Indonesia lifts tsunami alert after powerful earthquake rattles residents

A tsunami alert has been lifted by Indonesian authorities following a magnitude 7.3 earthquake that struck off Flores Island.

People wait outside their house following an earthquake in Maumere, Indonesia.

People wait outside their homes following an earthquake in Maumere, Indonesia. Source: AP

A powerful 7.3-magnitude earthquake struck eastern Indonesia on Tuesday triggering a tsunami warning and sending residents fleeing from their homes.

But the quake caused only minor damage and injured one person, authorities said.

The tsunami warning was lifted about two hours after the quake struck at 0320 GMT in the Flores Sea, about 112 kilometres north of the town of Maumere, in the eastern part of Flores island.
"Everyone ran out into the street," Agustinus Florianus, a resident of Maumere town on Flores, told Reuters. Maumere was badly damaged by a quake of a similar magnitude in 1992.

"It felt like a wave, up and down," Zacharias Gentana Keranz, a resident of Larantuka told Reuters.

The disaster mitigation agency said one person was injured in Manggarai, on Flores, and a school building and several homes were damaged on Selayar island, in South Sulawesi.

The quake, from an active fault in the Flores Sea, was followed by at least 15 aftershocks with the biggest registering magnitude 5.6, the meteorological agency said.

But the quake caused no significant increase in sea levels.
Indonesia experiences frequent quakes and volcanic eruptions due to its position on the Pacific "Ring of Fire", an arc of intense seismic activity where tectonic plates collide that stretches from Japan through Southeast Asia and across the Pacific basin.

Among Indonesia's string of deadly quakes was a devastating 2004 9.1-magnitude tremor that struck off the coast of Sumatra and triggered a tsunami that killed 220,000 throughout the region, including about 170,000 in Indonesia.
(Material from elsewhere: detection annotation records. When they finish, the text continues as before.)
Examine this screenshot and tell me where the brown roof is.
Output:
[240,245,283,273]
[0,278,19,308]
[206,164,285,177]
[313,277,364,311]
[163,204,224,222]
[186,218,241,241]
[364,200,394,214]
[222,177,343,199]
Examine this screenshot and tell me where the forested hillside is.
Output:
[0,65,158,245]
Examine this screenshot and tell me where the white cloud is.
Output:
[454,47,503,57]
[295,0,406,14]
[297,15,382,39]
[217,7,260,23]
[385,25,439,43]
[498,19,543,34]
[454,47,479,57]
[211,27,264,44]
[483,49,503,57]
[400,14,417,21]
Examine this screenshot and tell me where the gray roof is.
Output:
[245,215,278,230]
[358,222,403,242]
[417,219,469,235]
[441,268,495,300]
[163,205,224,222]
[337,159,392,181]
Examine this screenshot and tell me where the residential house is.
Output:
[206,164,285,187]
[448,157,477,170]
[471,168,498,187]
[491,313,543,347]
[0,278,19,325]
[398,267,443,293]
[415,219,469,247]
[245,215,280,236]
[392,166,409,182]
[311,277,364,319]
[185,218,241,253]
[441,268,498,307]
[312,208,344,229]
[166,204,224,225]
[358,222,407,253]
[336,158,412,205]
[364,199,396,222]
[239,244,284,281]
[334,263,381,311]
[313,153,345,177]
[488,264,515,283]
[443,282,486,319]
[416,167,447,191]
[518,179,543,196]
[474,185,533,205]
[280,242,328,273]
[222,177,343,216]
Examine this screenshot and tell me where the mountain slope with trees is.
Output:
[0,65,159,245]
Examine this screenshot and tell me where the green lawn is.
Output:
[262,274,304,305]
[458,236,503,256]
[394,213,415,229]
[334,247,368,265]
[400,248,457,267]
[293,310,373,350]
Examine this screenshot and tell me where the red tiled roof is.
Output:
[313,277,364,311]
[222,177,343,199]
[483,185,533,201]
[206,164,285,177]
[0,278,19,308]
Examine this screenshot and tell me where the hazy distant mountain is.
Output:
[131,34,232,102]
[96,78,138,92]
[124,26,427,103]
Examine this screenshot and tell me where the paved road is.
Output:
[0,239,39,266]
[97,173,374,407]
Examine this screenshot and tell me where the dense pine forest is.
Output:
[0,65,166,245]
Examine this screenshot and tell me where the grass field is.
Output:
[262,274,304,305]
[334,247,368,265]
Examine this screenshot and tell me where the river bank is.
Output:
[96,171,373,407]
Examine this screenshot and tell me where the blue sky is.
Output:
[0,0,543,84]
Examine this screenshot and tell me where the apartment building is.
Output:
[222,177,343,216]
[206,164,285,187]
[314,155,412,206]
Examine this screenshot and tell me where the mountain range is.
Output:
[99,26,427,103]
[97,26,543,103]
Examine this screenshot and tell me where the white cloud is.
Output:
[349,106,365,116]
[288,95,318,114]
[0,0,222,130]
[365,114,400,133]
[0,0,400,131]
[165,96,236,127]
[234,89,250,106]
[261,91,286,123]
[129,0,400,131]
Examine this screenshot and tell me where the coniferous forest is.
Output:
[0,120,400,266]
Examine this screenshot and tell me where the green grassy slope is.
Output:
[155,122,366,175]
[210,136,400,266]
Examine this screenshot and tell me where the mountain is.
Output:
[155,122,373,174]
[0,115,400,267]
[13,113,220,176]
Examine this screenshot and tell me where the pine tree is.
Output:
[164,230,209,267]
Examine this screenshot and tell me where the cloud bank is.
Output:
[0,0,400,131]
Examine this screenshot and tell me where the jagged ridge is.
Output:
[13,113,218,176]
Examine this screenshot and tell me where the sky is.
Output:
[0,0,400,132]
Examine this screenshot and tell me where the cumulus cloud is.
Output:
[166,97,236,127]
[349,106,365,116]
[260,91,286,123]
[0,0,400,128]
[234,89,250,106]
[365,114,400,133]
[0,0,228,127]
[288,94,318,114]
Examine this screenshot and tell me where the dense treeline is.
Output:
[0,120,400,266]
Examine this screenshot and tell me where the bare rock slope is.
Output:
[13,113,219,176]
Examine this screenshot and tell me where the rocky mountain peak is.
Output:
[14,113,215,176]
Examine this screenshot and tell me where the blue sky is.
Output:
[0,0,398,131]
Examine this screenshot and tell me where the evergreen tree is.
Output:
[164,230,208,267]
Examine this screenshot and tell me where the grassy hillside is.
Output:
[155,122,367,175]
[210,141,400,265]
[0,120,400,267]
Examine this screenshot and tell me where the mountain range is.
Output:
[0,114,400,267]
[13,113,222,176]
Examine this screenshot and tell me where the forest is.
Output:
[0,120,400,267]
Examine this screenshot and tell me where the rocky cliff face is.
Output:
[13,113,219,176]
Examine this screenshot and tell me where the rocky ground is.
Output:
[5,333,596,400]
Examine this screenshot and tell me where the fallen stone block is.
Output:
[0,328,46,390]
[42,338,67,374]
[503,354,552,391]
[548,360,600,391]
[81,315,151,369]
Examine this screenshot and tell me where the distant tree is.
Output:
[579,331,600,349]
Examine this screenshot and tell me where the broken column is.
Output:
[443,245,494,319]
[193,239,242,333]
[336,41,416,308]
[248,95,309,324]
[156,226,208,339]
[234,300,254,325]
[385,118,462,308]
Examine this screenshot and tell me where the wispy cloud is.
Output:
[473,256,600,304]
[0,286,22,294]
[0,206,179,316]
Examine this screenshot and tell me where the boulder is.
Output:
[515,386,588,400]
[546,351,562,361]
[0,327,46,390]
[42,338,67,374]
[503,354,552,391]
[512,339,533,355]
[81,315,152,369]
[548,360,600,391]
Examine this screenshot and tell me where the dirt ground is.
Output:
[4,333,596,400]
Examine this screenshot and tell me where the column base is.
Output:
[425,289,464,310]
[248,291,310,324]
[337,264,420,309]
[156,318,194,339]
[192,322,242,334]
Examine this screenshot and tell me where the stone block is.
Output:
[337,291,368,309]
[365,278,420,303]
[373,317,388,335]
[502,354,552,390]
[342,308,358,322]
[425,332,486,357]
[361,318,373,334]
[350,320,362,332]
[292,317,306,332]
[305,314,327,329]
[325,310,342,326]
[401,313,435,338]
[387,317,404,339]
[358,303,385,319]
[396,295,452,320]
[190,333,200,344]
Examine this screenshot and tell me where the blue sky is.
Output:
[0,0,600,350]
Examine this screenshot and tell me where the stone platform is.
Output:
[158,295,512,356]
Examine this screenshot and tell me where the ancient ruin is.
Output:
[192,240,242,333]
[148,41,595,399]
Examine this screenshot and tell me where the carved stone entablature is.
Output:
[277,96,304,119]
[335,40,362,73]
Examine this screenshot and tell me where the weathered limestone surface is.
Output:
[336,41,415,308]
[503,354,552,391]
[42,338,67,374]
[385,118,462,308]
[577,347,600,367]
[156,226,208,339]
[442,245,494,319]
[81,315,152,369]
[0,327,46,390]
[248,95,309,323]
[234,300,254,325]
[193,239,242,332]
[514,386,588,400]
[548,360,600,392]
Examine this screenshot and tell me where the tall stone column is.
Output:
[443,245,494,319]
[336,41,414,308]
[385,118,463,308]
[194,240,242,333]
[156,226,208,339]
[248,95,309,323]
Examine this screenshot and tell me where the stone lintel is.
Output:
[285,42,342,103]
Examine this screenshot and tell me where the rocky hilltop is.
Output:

The Boxing Day disaster was one of the deadliest natural disasters in recorded history.

In 2018, a powerful quake shook the island of Lombok and several more tremors followed over the next couple of weeks, killing more than 550 people on the holiday island and neighbouring Sumbawa.

Later that year, a 7.5-magnitude quake and a subsequent tsunami in Palu on Sulawesi island left more than 4,300 people dead or missing.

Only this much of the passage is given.